Nick Wright : Histopathology

Goals

Previous and current research

We have identified several gut reparative cell lineages, and shown that they produce a number of novel molecules which stimulate the growth and migration of gut epithelial cells. We are also interested in the earliest phases of colorectal and gastric cancer, and are defining the first morphological and genetic changes in these common diseases. The origin of cell lineages from stem cells in the intestine is also being examined using in vitro and in vivo models we have developed.

We have also shown that bone marrow stem cells contribute to hepatocytes in humans, into pericryptal myofibroblasts in the intestine, and also into tubular epithelium in both animals and man. We have demonstrated that bone marrow cells contribute significantly to keratinocytes in the epidermis and hair follicle, and also to fibroblasts and myofibroblasts in normal and healing tissues, including the stroma of animal and human tumours and liver scarring in cirrhosis. We have also found that entire new vessels - 'neovasculogenesis' - can form from bone marrow cells in inflammatory conditions in the adult intestine - previously only seen in the embryo. We have shown that such bone marrow cell lineages proliferate in situ. We have also successfully used lentovirally-transfected bone marrow stem cells to correct haemophilia in an experimental mouse model.

Future projects

We will examine the factors which determine bone marrow stem cell homing and transformation in vivo. That liver and kidney cells can derive from marrow opens up several therapeutic options: replacement of lost parenchyma, correction of single gene defects and the delivery of molecules such as cytokines to the liver, as we showed in haemophiliac mice.

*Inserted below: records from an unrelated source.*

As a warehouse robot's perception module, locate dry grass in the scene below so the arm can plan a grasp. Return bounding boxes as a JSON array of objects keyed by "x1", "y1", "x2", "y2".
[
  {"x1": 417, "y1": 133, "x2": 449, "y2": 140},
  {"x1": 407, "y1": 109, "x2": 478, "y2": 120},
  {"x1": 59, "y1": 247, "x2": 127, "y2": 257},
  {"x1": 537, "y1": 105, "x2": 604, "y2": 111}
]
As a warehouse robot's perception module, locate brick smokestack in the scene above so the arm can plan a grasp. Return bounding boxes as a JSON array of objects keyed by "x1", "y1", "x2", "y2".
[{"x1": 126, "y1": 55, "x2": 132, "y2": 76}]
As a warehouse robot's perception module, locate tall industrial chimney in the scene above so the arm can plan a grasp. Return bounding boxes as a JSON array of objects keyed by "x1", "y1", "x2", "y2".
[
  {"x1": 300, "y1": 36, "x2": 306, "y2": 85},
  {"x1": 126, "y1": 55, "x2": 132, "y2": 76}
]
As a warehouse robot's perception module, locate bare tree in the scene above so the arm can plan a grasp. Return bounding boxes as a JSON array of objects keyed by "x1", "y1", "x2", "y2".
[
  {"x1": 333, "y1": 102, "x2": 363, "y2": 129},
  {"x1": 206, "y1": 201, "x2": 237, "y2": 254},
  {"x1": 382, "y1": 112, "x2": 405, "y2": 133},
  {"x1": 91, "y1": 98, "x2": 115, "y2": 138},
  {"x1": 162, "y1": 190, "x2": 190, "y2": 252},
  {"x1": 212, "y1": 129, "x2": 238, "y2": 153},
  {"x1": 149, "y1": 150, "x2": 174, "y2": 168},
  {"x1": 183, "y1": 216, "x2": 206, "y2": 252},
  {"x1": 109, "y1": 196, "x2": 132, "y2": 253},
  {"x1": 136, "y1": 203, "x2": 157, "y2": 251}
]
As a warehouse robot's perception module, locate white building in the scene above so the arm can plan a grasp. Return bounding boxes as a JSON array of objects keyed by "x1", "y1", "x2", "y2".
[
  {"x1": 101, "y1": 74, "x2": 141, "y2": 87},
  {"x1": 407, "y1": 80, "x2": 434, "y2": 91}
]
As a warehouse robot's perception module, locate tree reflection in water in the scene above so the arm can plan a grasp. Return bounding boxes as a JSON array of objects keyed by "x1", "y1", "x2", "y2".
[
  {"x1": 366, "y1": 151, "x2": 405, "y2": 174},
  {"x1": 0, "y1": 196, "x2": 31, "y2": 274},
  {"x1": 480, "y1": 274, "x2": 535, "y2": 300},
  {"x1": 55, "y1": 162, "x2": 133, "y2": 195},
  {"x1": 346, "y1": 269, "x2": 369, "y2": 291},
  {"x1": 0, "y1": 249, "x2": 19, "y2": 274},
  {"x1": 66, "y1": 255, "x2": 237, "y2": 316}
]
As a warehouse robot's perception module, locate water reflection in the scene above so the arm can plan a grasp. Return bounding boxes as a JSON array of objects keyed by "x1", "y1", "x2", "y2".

In the liver, our model is the hepatitis B surface antigen positive transgenic mouse, which develops chronic hepatitis and liver cancer. Targeting of bone marrow cells bearing interferon genes could colonise the liver with resistant hepatocytes. We also use several models of kidney and intestinal damage to study bone marrow stem cell engraftment, repair and regeneration. We will explore the mechanisms of bone marrow-derived vasculogenesis and how renal tubular cells are formed from bone marrow and clonally proliferate.

Our work on gut cancer explores how intestinal crypts are colonised by mutated stem cells, and uses mitochondrial (mDNA) and genomic DNA mutations to map intracryptal spread of mutated stem cells. We champion the view that colonic adenomas grow by crypt fission, and are using mDNA mutations to examine clonal growth by fission, and the role of Wnt signalling. We also study the role of nutrients in gut growth control, and the effects of angiogenesis inhibitors on the development of gut tumours.